Jim represented a distributor of window film in a lawsuit against the manufacturer of the film and one of the competing distributors. The lawsuit alleged that the manufacturer had supplied defective film and that the defendants had conspired to terminate the plaintiff’s distribution agreement. The case settled before trial for $5,510,000.
- Estate of John Doe v. ABC Corporation
Jim and Mike Kirby represented the family of a San Diego man who was killed in a helicopter accident. He was able to secure a settlement of $3,850,000 for the widow and her three sons in 1999.
- Freitas v. Star-Kist
Jim represented Plaintiff Mark Freitas related to personal injuries he suffered while working as a chief engineer on a tuna boat owned by Star-Kist. On June 21, 1996, Mr. Freitas sustained a lumbar strain when a floorboard broke and gave way on the M/V Tifaimoana. The case was tried before a jury in San Diego Superior Court during August, 1999. Although Mr. Freitas had no objective evidence of injury (MRI, x-rays, and nerve conduction study were all negative), the jury returned a verdict in the amount of $1,075,000.
- Wailes v. Huttig Sash & Door
Jim represented Defendant Huttig Sash & Door in a product liability action in which the plaintiffs alleged the windows in their ocean front home were defective. The Plaintiffs’ lowest demand to settle the case was $215,000. Huttig made a statutory offer of $30,000. After a six-day trial, a San Diego Superior Court jury awarded the Plaintiffs only $25,556. In light of the fact that the verdict was less than the statutory offer, Defendants settled for a "walk away" before judgment was entered.
- Real Estate Partnership Lawsuit
Jim represented two of the four partners in a real estate development project in Downtown San Diego.
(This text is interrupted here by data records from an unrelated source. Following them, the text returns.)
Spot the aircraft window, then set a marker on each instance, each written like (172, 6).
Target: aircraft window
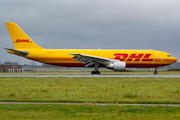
(169, 56)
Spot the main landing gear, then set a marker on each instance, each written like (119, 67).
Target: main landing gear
(96, 69)
(155, 72)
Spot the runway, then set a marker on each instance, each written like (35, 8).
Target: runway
(99, 104)
(170, 76)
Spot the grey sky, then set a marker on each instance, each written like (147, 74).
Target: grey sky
(106, 24)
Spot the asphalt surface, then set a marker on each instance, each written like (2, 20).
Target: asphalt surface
(90, 76)
(101, 104)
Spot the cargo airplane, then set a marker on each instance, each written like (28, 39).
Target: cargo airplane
(116, 60)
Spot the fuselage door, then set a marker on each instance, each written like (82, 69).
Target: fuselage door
(158, 56)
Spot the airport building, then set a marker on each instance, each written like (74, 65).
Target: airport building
(11, 68)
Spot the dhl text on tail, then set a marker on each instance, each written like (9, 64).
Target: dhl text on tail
(116, 60)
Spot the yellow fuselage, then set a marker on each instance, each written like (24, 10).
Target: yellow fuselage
(133, 58)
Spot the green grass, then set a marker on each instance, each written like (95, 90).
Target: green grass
(88, 72)
(87, 112)
(91, 90)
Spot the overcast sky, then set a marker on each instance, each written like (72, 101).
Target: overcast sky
(105, 24)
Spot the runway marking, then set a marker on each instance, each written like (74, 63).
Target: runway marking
(89, 75)
(99, 104)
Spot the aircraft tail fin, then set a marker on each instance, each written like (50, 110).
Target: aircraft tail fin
(19, 37)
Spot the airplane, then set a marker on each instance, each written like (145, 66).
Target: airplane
(117, 60)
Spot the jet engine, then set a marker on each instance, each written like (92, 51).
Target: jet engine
(117, 66)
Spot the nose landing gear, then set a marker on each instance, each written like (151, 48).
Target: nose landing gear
(155, 72)
(96, 69)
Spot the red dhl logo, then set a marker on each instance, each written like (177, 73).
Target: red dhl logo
(133, 57)
(22, 41)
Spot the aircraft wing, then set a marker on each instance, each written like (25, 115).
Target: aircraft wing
(89, 60)
(23, 53)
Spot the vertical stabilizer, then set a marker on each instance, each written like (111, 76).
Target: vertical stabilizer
(19, 37)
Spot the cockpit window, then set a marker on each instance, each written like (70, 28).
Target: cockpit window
(169, 56)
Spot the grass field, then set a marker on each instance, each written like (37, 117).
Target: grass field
(88, 72)
(91, 90)
(87, 112)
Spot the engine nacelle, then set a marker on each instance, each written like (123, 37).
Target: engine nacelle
(117, 66)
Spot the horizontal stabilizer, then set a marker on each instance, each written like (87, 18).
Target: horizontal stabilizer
(23, 53)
The partnership was formed to develop a mixed use project which would include a nationally known entertainment venue. The Defendants, the other partners in the project, secretly negotiated with a third party to expand the project to include a hotel. The Defendants then transferred real property from the partnership to another entity formed with the third party. One of the primary hurdles in the case related to damages, which were necessarily based on potential lost profits. At the time of the settlement, 5 days before trial, the project had not obtained financing and construction had not begun. Despite this problem with the case, Jim obtained a $1,900,000 settlement for the Plaintiffs.
- Arbitration of an investor dispute
James R. Lance successfully arbitrated a case on behalf of a limited partner investor in a venture capital fund. The client invested $375,000 in a "side fund", which was designed to mirror the investments of a $100 million "main fund". Both funds had the same general partner. The general partner permitted the limited partner investor in the main fund to reduce its commitment from $100 million to $50 million. The claim asserted that the actions of the general partner in acquiescing to the $50 million reduction caused significant damage to our client's investment and constituted a breach of fiduciary duty. The defendants argued that all of our client's losses were not the result of any breach of fiduciary duty, but were instead caused by a market downturn, part of the understood risk when investing in "speculative" venture capital partnerships.
The defendants made no offer before the arbitration. Shortly before closing arguments, defendants offered approximately $120,000 to settle the case. our client refused the offer. The arbitrator found a breach of fiduciary duty and ordered restitution in the amount of $476,178, which constituted the full amount of our client's investment plus pre-award interest. The defendants ultimately paid an additional $3,470 in post-award interest, for a total recovery to our client of $479,648.